Hazrat Khwaja Syed Mohammad Badshah Qadri-ul-Chishti Yamani Raichuri (1903 (1324 Hijri) – 1978), was a Sufi saint of the Qadiri and Chisti order in India, known commonly as Badshah Quadri or Badesha Qadri, who preached universal brotherhood and peace.

Badshah Qadri Is Also known As Quadeer Allah By His Followers.

Badshah Quadri was born in Raichur, Karnataka, India, during Bakrid on the 10th day of Dhul Hijja, on a Friday, to a Syed family which originally came from Yemen. His family trace their descent from Hasan ibn Ali, the first grandson of Muhammad.

At an early age, Badshah Quadri became a disciple of his paternal uncle Shah Nabi Mohiuddeen Quadri, of the Chisti order, who was then a renowned Chisti elder. He later became a disciple of Shaikh Karimullah Shah Qadri. Before Karimullah died, he passed the role of Pir, the leadership of the Quadeeriya and Chishti traditions, to Badshah Quadri.

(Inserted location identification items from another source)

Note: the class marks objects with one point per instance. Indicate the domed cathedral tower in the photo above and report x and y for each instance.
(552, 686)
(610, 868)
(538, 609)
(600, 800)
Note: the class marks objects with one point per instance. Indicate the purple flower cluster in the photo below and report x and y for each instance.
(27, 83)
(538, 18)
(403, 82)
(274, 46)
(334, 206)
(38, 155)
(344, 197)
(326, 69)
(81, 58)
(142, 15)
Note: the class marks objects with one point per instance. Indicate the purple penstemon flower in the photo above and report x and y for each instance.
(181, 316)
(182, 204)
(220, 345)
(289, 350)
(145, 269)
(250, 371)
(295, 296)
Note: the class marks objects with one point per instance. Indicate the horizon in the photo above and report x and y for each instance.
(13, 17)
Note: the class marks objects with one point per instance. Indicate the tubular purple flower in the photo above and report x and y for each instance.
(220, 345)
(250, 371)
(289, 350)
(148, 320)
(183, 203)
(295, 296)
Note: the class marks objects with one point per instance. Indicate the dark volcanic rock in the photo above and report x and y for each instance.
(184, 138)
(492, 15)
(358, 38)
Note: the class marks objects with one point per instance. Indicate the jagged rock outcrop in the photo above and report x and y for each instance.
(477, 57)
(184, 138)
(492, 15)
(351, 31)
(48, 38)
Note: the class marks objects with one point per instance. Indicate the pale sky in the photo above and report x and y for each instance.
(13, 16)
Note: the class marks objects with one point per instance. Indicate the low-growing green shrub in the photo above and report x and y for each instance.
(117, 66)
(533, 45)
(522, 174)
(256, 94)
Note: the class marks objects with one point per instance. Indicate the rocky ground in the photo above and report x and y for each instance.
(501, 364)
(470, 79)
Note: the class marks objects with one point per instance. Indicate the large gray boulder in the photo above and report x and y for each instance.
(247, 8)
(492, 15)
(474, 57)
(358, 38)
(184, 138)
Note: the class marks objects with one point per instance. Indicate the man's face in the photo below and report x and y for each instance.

Badshah Quadri is entombed in Halkatta Shareef outside of Wadi in the Gulbarga District of Karnataka. His work is continued there by his son and successor(currently his grandson Syed Abu Turab shah Quadri) . There is an annual festival or urs for Badesha Quadri and thousands of his followers travel to Halkatta Shareef for it. The urs marks the anniversary of the saint's death. The term urs literally means wedding with the divine.